A Medical Device Daily
Gen-Probe (San Diego) reported that its board of directors has authorized the repurchase of up to $100 million of the company's common stock over the next year.
"Based on our healthy balance sheet and strong anticipated cash flows, we believe we can increase long-term shareholder value and offset dilution from employee option programs by buying back stock, while at the same time retaining the strategic and operational flexibility to invest appropriately in our business," said Herm Rosenman, Gen-Probe's senior VP - finance, and CFO.
Repurchases may occur from time to time and at Gen-Probe's discretion, depending on market conditions and other factors. Shares may be purchased on the open market or through private transactions, pursuant to Rule 10b5-1 trading plans or other available means.
In 4Q09, Gen-Probe had 49.5 million shares of common stock outstanding on a weighted average, diluted basis. As of Dec. 31, 2009, the company had $501.1 million of cash, cash equivalents and marketable securities, and $240.8 million of short-term debt.
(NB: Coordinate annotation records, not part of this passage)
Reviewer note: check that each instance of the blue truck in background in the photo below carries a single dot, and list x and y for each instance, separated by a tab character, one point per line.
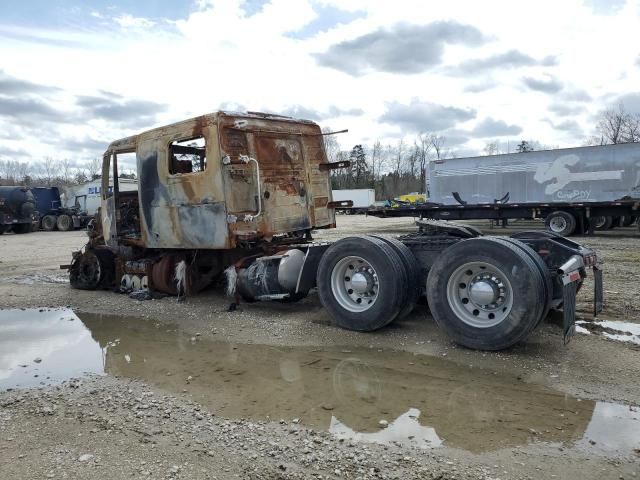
53	215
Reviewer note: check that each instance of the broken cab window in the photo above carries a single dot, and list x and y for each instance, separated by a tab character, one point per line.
187	156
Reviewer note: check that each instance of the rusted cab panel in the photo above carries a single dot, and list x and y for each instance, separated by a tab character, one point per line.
215	180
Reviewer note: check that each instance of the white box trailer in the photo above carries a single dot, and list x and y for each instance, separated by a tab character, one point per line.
362	198
87	196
The company pays interest on substantially all this debt at a rate 0.6% above the one-month London Interbank Offered Rate (LIBOR), which was recently below 0.3%. Gen-Probe generated $145 million of cash from operating activities in 2009, while spending $32.4 million on property, plant and equipment, leading to free cash flow of $112.7 million.
In other financing news:
• Triathlon Medical Ventures (Cincinnati) and Affinity Capital Management (Minneapolis) reported launching a $10 million venture fund that will make seed investments in biotech, medical device and other life-sciences startups.
The fund will primarily target Minnesota-based companies, making initial investments of between $250,000 and $500,000 in each startup.
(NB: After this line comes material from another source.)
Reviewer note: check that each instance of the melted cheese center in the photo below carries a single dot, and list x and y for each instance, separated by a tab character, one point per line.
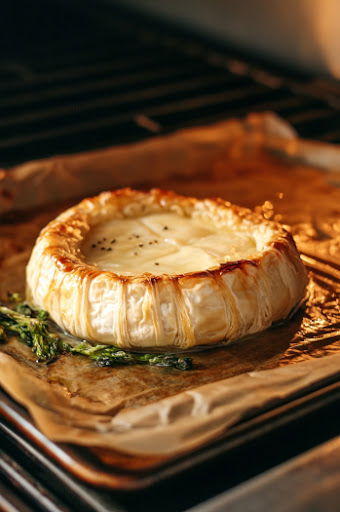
163	243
• Luna Innovations (Roanoke, Virginia) reported that it has entered into a $5 million revolving credit facility with Silicon Valley Bank (SVB). In May 2008, Luna entered into a $10 million credit facility with SVB that included a 4-year-term debt of $5 million and a remaining facility available under a four-year revolving line of credit of up to $10 million. Luna paid off the original $5 million term debt and terminated the prior facility in July 2009.
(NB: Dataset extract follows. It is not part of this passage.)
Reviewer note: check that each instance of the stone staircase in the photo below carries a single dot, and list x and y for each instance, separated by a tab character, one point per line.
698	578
"SVB has once again put forth a credit facility that shows its support of Luna and our business model in the midst of the tough economy," said Scott Graeff, COO and Treasurer. "SVB is a bank that clearly understands the importance of technology in the global marketplace. We are very pleased that it remains committed to our long relationship."
• Neovasc (Vancouver, British Columbia) reported that it has completed the final tranche of a previously reported non-brokered private placement
The aggregate gross proceeds of the financing totaled $1.537 million through placement of about 5.692 million units at a price of 27 cents per unit, comprised of a first tranche of $1.329 million reported late last month (Medical Device Daily Jan. 29, 2010) and this second tranche of $208,000.
The proceeds of the offering will be used primarily to fund the COSIRA trial, a multi-center clinical trial intended to demonstrate the safety and efficacy of the company's Reducer product for treating refractory angina.
Each unit consists of one common share of Neovasc and one-half of one common share purchase warrant of Neovasc. Each whole warrant entitles the holder to purchase one common share of Neovasc at the exercise price of 40 cents per share for a period of one year after the closing date of the offering.
In addition, Neovasc said that it granted a total of 1,220,000 options to directors and executive management of the company. These options have an exercise price of $0.355, equivalent to the Neovasc market price of $0.355 at closing on Feb. 18, 2010.
Of the issued options, 525,000 vest over a four-year-period in accordance with the company's existing stock option plan, 95,000 options vest immediately and 600,000 vest after 12 months upon management achieving certain performance milestones established by the board of directors.